The Right-Angled Ascending Broadening pattern has a flat bottom support line and an upward-sloping resistance line, creating a megaphone shape that expands upward. Despite the ascending top, this pattern is typically bearish — it breaks down more often than it breaks up.
The flat support shows a consistent floor, while the rising tops show increasingly wild upside swings. This expanding volatility is a sign of growing uncertainty, and the eventual breakdown through the flat support catches trapped longs off guard.
Bulkowski's data shows downward breakouts are more common and more profitable for this pattern, making it a counter-intuitive but statistically significant bearish formation.
The flat support creates a false sense of security. Traders see price bouncing off the same level repeatedly and assume it will hold forever.

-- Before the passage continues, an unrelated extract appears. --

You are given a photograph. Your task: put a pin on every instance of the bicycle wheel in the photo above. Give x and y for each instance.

Meanwhile, the rising highs show increasing speculation. Each rally is more extreme, attracting more FOMO buyers. The expanding range is a sign of instability, not strength.
When support finally breaks, it catches everyone by surprise. The dip-buyers who relied on that floor, the breakout traders who chased the rising highs — all are trapped. The liquidation cascade drives a sharp move down.
Short on breakdown below the flat support line with volume confirmation. Alternatively, short at the rising resistance with a tight stop above.
Above the most recent high (if shorting the breakdown) or above the resistance line with buffer.
The height of the pattern at its widest point, projected downward from the breakdown.
Typically 1:2 or better given the wide pattern range.
Don't let the rising highs fool you — this pattern breaks down more often than up. The expanding volatility is a warning, not a sign of strength.
When you see a flat bottom with expanding upside swings, don't chase the highs. Wait for the support break — that's where the real move starts.